"Well," Alice said, "be a good girl, Muggins. God will love you if you do. Do you ever pray?"

"More times I do, and more times when I'se sleepy I don't," was Muggins' reply.

Here was a spot where Alice might do good; this half-heathen, but sprightly, African child needed her, and she began already to get an inkling of her mission to Kentucky. She was pleased with Muggins, and suffered the little dusky hands to caress her curls as long as they pleased, while she questioned her of the bookcase and its contents, whose was it, 'Lina's or Hugh's?

"Mas'r Hugh's, in course. Miss 'Lina can't read!" was Muggins' reply, which Alice fully understood.

'Lina was no reader, while Hugh was, it might be, and she continued to speak of him. Did he read much, ever evenings to his mother, or did 'Lina play often to them?"

"More'n we wants, a heap!" and Muggins spoke scornfully. "We can't bar them rang-tang-em-er-digs she thumps out.

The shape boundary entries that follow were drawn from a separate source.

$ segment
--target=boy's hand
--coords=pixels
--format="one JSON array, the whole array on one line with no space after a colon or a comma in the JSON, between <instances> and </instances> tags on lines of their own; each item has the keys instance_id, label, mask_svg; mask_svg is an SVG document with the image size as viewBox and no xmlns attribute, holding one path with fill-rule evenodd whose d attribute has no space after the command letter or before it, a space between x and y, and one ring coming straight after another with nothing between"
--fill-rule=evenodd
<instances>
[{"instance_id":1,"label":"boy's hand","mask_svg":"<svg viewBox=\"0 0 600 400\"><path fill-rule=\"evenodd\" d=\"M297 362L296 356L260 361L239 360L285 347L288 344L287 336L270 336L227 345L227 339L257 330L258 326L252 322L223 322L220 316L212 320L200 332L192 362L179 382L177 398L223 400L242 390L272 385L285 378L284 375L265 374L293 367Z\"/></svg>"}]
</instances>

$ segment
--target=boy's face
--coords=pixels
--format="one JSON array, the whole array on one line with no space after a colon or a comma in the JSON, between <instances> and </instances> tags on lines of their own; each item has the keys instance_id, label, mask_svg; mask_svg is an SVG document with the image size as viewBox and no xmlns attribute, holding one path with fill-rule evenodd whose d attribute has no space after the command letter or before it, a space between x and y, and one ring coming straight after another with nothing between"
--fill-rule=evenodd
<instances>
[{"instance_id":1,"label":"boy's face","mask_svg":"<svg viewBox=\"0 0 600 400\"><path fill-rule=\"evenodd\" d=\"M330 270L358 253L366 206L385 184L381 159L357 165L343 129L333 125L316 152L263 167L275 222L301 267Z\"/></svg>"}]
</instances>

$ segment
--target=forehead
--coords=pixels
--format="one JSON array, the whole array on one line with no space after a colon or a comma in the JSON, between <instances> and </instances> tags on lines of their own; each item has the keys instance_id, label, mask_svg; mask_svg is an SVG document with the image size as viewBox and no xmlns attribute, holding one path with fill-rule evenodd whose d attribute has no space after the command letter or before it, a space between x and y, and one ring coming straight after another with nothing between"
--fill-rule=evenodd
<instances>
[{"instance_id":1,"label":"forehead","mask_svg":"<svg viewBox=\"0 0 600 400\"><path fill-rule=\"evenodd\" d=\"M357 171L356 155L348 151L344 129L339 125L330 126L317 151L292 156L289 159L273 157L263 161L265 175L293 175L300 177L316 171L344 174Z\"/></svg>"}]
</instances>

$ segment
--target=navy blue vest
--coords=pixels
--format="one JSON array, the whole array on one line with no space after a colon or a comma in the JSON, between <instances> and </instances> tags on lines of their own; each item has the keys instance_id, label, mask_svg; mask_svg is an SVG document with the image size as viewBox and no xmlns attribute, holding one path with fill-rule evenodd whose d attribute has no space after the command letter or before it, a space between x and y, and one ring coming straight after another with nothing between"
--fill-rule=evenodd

Now, we likes Mas'r Hugh's the best—got good voice, sing Dixie, oh, splendid! Mas'r Hugh loves flowers, too. Tend all them in the garden."

"Did he?" and Alice spoke with great animation, for she had supposed that 'Lina's, or at least Mrs. Worthington's hands had been there.

But it was Hugh, all Hugh, and in spite of what Muggins had said concerning his aversion to her coming there, she felt a great desire to see him. She could understand in part why he should be angry at not having been consulted, but he was over that, she was sure from what Aunt Eunice said, and if he were not, it behooved her to try her best to remove any wrong impression he might have formed of her. "He shall like me," she thought; "not as he must like that golden-haired maiden whose existence this sprite of a negro has discovered, but as a friend, or sister," and a softer light shone in Alice's blue eyes, as she foresaw in fancy Hugh gradually coming to like her, to be glad that she was there, and to miss her when she was gone.